Timpo 'solid' French Foreign Legion, first type above; with factory paint, second type below; with (I'm pretty sure?) two plastic-colour variants from the Action Packs on the left and two from Toyway on the right - but it was about 11 years ago I took these?

Monday, May 1, 2017

B is for Bookiewook!



Or is it Booky Wook? Cheers; whatsyername-vote/don't-vote-labor-pop-star-bloke! I had nothing loaded for today, so a quick chuck it up here with a look at some recent additions to the library, some new (or newish!) some old, and while not that useful for the day to day stuff; all helpful titles none the less.

The Britain's Toy Car Wars book is a pleasant look at our die-cast toy car production, from the early years of the 1940's to the cataclysmic 1980's and the brand-moves to Hong Kong owners.

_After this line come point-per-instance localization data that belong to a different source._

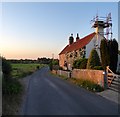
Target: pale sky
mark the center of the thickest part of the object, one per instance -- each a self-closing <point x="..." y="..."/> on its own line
<point x="40" y="29"/>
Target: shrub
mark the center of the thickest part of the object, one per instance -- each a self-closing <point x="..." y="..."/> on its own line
<point x="93" y="60"/>
<point x="98" y="68"/>
<point x="80" y="63"/>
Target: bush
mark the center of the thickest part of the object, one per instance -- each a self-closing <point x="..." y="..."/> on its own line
<point x="98" y="68"/>
<point x="80" y="63"/>
<point x="89" y="85"/>
<point x="93" y="60"/>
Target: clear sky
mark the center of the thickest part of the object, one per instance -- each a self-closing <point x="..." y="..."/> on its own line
<point x="40" y="29"/>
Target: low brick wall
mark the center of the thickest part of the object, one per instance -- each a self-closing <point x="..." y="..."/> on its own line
<point x="54" y="71"/>
<point x="93" y="75"/>
<point x="63" y="73"/>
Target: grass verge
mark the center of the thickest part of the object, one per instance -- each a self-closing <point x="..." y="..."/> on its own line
<point x="21" y="70"/>
<point x="13" y="89"/>
<point x="87" y="84"/>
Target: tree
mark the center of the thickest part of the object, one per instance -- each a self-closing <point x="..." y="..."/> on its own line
<point x="93" y="60"/>
<point x="104" y="52"/>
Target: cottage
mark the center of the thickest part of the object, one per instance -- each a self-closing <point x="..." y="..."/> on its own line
<point x="81" y="48"/>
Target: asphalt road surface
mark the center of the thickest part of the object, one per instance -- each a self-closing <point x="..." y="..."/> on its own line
<point x="50" y="95"/>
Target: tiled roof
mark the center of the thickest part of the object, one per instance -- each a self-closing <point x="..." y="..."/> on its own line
<point x="79" y="44"/>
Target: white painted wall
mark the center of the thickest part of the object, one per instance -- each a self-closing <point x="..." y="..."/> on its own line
<point x="95" y="41"/>
<point x="118" y="64"/>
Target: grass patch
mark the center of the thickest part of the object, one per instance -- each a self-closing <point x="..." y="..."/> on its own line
<point x="11" y="96"/>
<point x="12" y="89"/>
<point x="87" y="84"/>
<point x="21" y="70"/>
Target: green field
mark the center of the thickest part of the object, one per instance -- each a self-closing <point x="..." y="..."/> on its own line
<point x="21" y="70"/>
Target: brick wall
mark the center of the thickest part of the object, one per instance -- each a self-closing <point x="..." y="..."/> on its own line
<point x="63" y="73"/>
<point x="93" y="75"/>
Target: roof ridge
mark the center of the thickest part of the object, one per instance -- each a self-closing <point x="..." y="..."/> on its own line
<point x="78" y="44"/>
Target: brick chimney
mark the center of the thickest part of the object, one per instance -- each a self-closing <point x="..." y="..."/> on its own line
<point x="71" y="39"/>
<point x="77" y="38"/>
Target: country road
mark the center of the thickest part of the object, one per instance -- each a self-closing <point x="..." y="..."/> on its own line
<point x="50" y="95"/>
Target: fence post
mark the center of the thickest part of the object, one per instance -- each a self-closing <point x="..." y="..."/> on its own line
<point x="106" y="78"/>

It's an episodic history, the author (Giles Chapman) jumping between potted histories of the separate companies, comparison pieces, general stuff and drier fiscal reports.

I suspect it's a stitching together of magazine articles (Die Cast Collector perhaps?), so it's not that useful for looking up specific things in a hurry, but it is a lovely book to dip into, or read front-to-back as a 'read' if you know what I mean. Currently 3-5 quid in discount book sellers including The Works.

Making Victorian Dolls' House Furniture by Patricia King was a library sell-off for a pound, It's got lots of good ideas for modelling with household goods, found objects and chuck-outs, many of which will carry across to military modelling, especially dioramas.

The Steiff book is lovely, a Christmas present so I don't know what it cost, but it's brand new although marked 2003, so probably another remaindered title worth keeping an eye out for, but it seems to be the last word on the subject, profusely illustrated; apparently with direct access to the Stiff family archives, it also has tons of data tables, anecdotes, historical details and Bears, lots of Bears!

It also has much on the origins of the phrase/moniker 'Teddy Bear', writer Günther Pfeiffer putting a lot of old myths to bed whilst confirming others with first-hand witness accounts of what actually happened, when, why and to/by whom!

Toy Instruments, penned by Eric Schneider is well off the beaten track, but actually contains a lot of very useful stuff from a wing of the hobby I knew nothing about. It's a slightly misleading title as it really only deals with battery or mains-powered electronic instruments, so all those early plastic guitars and drum-kits are missing as are the plethora of whistles, pan-pipes, novelty horns and party blowers!

But the information on Japanese, Taiwanese and Hong Kong companies is much needed while similar products in different packages help ID some contract-manufacturers and/or their customers! A clearance-buy for a couple of quid.

Brick Wonders (another discounted book) is the second volume from Warren Elsmore, and to be honest, the first (Brick City; also discounted a couple of years ago - once you hit the profit target you just shift the 'remainder' to a wholesale warehouse!) was better, this is rather an exercise in dead-horse beating, but there's such a market for Lego titles; if you can . . .do! And some of the ideas are clever, especially the very little ones; using a few small bricks to make something instantly recognisable - the little camel is superb!

The other two are even more left field, but I always get Shire titles if they look vaguely useful and when they get to look like these they can be as little as 30/50p in old bookshops, this pair both came from the shop in Alton.

RC Bell's Dice and Dominos is more about the history of and rules for the various games, but one can always learn something . . . the dots on dominos are called 'pips'! Ships' Figureheads by MK Stammers was purchased because the subjects are figural - of course!